India is now world’s third largest Internet user after U.S., China
- India has bypassed Japan to become the world’s third largest Internet user after China and the United States, and its users are significantly younger than those of other emerging economies, global digital measurement and analytics firm comScore has said in a report.
- India now has nearly 74 million Internet users, a 31 per cent increase over March 2012, the report says.
- The numbers are lower than other recent estimates, possibly reflecting comScore’s methodology that only factors in PC and laptop-based Internet usage.
- The Telecom Regulatory Authority of India (TRAI) pegged the number of Internet subscribers in India at 164.81 million as of March 31, 2013, with seven out of eight accessing the Internet from their mobile phones.
- The comScore report, on the other hand, puts mobile and tabled-based Internet traffic at just 14% of the total.
- “Mobile phone based Internet usage is a key component of Indian Internet usage, and I’d say the recent growth is being driven by mobile Internet usage,”
- Three-fourths of India’s online population is under 35 as against just over half worldwide, the comScore report, India Digital Future in Focus 2013, says, possibly reflecting India’s more recent improvements in literacy.
- Men under 35 and women between 35 and 44 are heavier users.
- But women account for less than 40 per cent of all Indian users, a far lower sex ratio than that of other countries.
- A quarter of time spent online is on social media, the comScore report says, and another 23 per cent on email.
- While Google sites have the most unique visitors, Net users spend the most time on Facebook, which is at second place as far as unique visitors are concerned.
- Yahoo, Microsoft and Wikimedia sites follow in unique visitor numbers.
- Among social media sites, Linkedin and Twitter are the next most popular, while Orkut is in decline.
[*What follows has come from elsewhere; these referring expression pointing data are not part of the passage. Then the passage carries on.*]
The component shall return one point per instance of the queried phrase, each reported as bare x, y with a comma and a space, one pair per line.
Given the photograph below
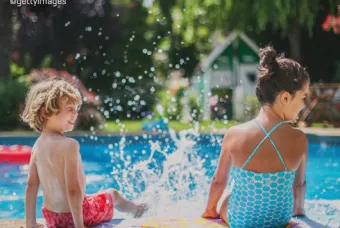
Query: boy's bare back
54, 156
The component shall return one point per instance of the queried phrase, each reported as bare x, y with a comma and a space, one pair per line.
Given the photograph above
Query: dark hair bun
268, 61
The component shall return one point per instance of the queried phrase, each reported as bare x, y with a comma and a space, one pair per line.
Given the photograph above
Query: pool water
171, 172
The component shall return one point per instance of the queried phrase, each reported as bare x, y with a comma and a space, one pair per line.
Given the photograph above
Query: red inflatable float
15, 154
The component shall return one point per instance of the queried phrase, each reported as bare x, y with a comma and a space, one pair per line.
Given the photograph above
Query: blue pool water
172, 172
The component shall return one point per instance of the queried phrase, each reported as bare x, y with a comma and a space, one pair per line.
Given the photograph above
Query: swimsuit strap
267, 136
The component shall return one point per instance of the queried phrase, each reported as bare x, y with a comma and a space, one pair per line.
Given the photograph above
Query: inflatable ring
15, 154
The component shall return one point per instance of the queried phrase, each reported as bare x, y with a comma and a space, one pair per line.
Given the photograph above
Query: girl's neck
271, 114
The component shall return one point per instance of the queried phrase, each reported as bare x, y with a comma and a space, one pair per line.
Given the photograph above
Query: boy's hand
299, 212
37, 225
212, 214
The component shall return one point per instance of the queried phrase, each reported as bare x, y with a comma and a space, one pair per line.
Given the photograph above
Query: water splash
173, 187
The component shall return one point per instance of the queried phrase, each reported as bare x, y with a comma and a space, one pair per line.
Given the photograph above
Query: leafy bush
167, 105
89, 117
12, 99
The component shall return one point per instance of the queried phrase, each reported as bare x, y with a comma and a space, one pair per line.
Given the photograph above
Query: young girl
52, 109
266, 156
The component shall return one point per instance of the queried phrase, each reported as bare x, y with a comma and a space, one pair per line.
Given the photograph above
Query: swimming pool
172, 172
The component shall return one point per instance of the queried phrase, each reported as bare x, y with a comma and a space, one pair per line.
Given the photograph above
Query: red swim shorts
97, 208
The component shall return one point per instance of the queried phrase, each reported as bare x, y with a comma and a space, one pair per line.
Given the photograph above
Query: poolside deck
164, 222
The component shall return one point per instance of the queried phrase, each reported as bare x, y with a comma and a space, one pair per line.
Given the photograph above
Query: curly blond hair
47, 94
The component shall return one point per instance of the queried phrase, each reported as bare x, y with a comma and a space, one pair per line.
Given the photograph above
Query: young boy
51, 109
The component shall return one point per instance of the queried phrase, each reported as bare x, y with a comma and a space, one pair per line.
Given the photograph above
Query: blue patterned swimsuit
261, 199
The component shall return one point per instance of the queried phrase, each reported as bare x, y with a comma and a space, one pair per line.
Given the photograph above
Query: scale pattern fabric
261, 199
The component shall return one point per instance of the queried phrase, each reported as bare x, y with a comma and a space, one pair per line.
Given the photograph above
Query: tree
289, 17
6, 28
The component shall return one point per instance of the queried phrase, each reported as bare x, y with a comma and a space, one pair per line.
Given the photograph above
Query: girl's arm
31, 194
220, 178
299, 186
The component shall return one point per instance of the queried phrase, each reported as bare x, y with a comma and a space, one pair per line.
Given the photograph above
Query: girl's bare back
289, 141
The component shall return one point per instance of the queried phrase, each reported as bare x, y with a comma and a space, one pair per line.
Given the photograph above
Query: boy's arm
31, 194
74, 190
299, 186
220, 178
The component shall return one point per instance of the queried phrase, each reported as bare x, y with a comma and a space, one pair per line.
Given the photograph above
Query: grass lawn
136, 125
204, 126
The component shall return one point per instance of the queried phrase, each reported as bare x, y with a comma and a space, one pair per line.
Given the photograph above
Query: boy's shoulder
70, 143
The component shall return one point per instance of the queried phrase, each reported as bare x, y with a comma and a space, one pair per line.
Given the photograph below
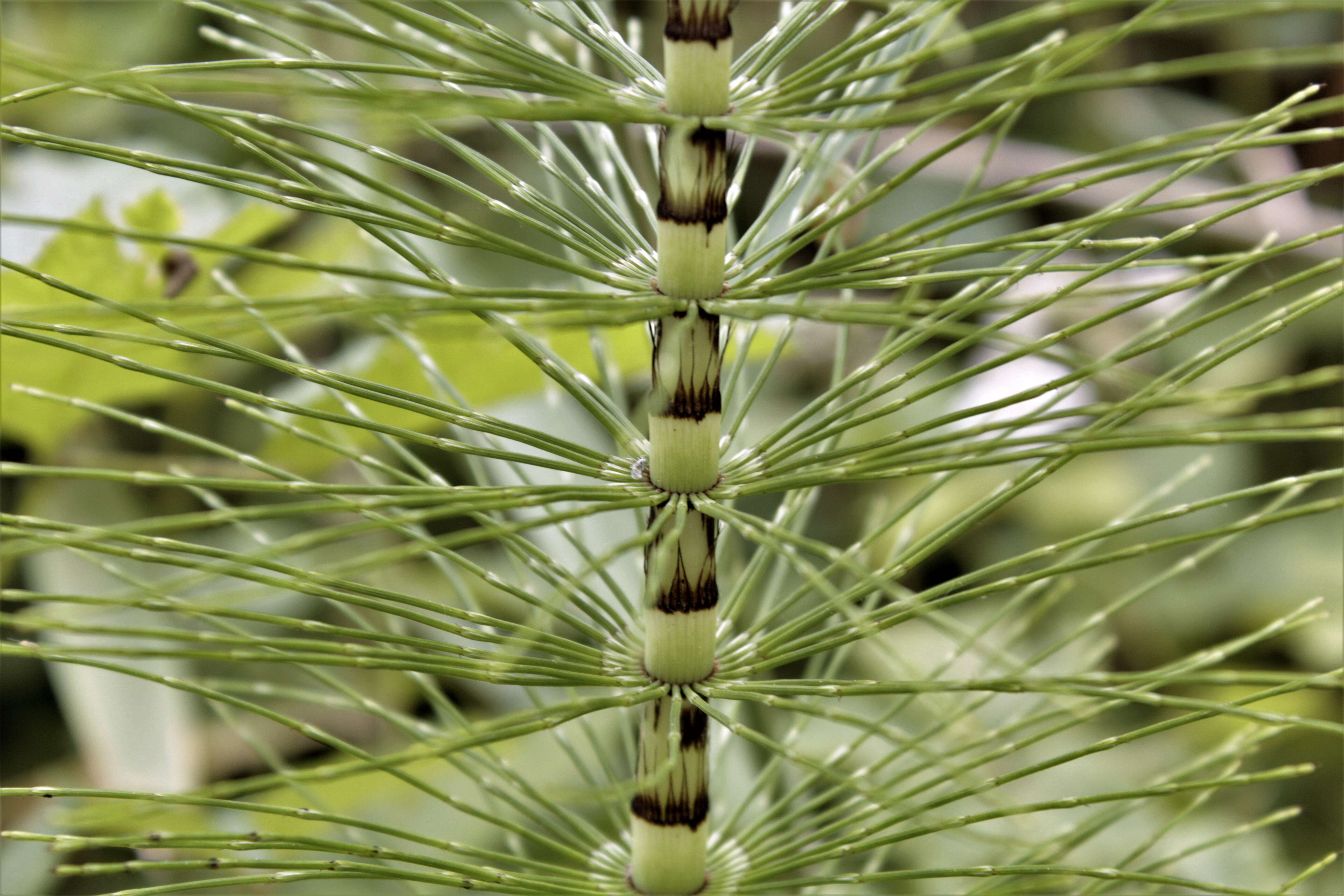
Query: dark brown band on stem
683, 809
689, 401
709, 23
711, 205
689, 590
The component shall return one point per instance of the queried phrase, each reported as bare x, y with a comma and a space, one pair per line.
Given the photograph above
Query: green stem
670, 827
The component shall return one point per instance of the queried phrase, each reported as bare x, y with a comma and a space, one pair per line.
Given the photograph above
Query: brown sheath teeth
682, 594
695, 727
677, 801
682, 809
689, 401
685, 597
710, 23
710, 205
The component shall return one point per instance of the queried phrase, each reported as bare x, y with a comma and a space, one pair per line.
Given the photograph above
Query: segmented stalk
670, 825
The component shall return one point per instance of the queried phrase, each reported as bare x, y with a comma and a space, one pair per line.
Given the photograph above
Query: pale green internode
667, 862
698, 76
679, 647
685, 454
681, 625
670, 832
691, 258
671, 820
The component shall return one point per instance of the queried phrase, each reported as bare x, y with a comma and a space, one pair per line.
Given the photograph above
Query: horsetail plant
482, 203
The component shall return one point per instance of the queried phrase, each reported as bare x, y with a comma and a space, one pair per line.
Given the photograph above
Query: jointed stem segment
670, 827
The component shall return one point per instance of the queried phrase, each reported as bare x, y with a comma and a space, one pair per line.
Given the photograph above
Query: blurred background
79, 727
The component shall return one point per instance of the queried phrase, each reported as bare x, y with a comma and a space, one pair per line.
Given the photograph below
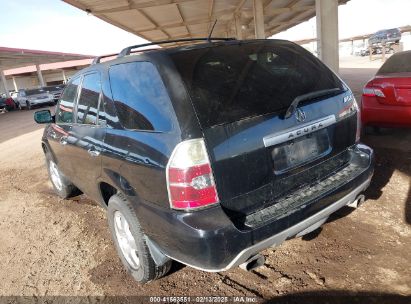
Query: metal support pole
15, 84
4, 82
64, 76
239, 32
40, 76
259, 19
327, 32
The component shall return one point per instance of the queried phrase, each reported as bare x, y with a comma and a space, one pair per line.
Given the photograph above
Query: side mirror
43, 116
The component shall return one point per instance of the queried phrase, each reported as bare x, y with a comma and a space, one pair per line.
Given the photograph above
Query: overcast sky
56, 26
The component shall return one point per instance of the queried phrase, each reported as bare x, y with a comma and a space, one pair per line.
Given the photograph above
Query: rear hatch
240, 92
394, 80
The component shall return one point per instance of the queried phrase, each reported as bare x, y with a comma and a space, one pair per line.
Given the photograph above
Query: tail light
372, 92
190, 179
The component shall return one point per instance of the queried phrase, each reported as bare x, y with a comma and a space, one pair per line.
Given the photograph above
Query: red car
386, 99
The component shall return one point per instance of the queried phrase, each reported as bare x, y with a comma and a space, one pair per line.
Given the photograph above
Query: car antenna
211, 32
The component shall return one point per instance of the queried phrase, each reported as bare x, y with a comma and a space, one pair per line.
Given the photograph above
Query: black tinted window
88, 100
65, 107
140, 97
232, 82
398, 63
35, 92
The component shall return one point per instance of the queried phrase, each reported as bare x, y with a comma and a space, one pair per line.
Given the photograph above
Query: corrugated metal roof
11, 58
173, 19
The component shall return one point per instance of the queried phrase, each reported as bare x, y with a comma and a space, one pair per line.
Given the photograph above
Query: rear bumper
374, 113
209, 241
42, 101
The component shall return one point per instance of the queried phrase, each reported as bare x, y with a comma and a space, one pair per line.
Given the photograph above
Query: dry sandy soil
54, 247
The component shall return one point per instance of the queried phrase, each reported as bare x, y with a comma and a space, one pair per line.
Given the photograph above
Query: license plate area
294, 153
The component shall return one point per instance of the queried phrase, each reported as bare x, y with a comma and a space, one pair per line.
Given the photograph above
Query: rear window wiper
293, 106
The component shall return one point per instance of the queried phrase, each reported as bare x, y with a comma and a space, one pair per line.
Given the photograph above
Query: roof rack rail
127, 50
98, 58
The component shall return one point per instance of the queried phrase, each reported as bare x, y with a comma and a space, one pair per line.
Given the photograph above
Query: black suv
207, 154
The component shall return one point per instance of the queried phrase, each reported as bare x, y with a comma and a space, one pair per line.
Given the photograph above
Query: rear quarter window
140, 97
65, 107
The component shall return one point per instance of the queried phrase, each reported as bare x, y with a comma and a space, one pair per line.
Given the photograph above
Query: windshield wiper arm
293, 106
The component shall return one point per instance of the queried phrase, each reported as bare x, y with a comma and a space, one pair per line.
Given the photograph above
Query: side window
65, 107
88, 101
140, 97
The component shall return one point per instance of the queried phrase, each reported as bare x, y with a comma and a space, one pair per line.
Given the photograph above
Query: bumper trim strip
293, 231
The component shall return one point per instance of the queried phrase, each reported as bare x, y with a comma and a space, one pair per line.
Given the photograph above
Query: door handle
53, 134
63, 140
93, 152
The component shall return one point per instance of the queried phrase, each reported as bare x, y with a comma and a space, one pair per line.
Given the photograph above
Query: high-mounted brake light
190, 180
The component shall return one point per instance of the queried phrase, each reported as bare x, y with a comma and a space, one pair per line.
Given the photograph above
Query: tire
61, 185
139, 262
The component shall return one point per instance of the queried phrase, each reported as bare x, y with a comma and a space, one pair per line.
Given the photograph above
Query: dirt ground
54, 247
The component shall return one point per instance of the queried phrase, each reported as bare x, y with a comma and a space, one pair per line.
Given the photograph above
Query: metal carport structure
244, 19
11, 58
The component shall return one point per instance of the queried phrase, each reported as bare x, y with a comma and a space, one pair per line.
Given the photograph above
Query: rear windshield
54, 88
398, 63
232, 82
35, 91
393, 31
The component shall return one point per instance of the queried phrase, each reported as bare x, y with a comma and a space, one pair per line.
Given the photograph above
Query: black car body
55, 90
385, 36
269, 175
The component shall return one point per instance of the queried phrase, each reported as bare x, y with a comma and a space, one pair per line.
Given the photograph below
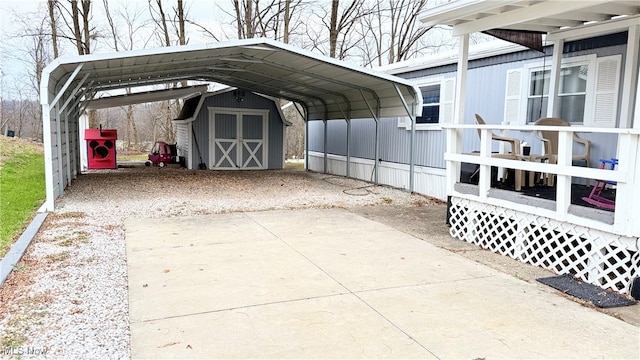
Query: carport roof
329, 88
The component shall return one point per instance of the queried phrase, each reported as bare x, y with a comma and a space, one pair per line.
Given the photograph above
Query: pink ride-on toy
595, 197
161, 154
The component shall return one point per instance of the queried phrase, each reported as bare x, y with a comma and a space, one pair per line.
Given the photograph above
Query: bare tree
405, 28
340, 25
51, 5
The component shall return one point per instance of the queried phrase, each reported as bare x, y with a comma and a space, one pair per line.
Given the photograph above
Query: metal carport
325, 87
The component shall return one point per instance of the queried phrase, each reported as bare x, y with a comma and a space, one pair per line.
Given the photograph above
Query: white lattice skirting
607, 260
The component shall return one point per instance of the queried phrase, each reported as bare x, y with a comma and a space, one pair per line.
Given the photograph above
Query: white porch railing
602, 253
627, 174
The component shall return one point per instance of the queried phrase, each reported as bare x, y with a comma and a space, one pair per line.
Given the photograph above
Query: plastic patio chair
513, 155
550, 141
595, 197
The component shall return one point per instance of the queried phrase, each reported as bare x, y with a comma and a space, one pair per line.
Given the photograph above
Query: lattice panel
596, 257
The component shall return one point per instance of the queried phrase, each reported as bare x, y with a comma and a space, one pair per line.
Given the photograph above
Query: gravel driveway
68, 296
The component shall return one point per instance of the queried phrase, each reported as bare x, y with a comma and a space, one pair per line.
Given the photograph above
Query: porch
554, 231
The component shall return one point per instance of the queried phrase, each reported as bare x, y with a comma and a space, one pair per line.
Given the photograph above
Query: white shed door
238, 141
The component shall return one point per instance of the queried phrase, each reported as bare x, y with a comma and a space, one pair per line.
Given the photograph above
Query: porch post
629, 80
553, 109
454, 135
348, 147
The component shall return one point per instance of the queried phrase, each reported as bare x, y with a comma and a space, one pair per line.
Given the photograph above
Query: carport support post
48, 157
375, 116
306, 142
412, 145
348, 147
325, 145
Google is by far the most popular search engine, accounting for 90 per cent of all searches in India.
- Online retail is on the rise, with domestic retail sites being the most popular, the report notes.
- For online travel websites too, domestic websites are the most popular, the Indian Railways’ website being by far the most popular destination. Yahoo is also the most popular site for news.
- The locus of online dominance has moved steadily towards Asia, which now accounts for 41% of all Internet users; from having 66% of all users in 1996, the United States now accounts for just 13%.
- China has the world’s biggest online presence; Its Internet users outnumber Indians by a ratio of 5: 1. Brazil’s Internet presence grew faster than India’s over the last year.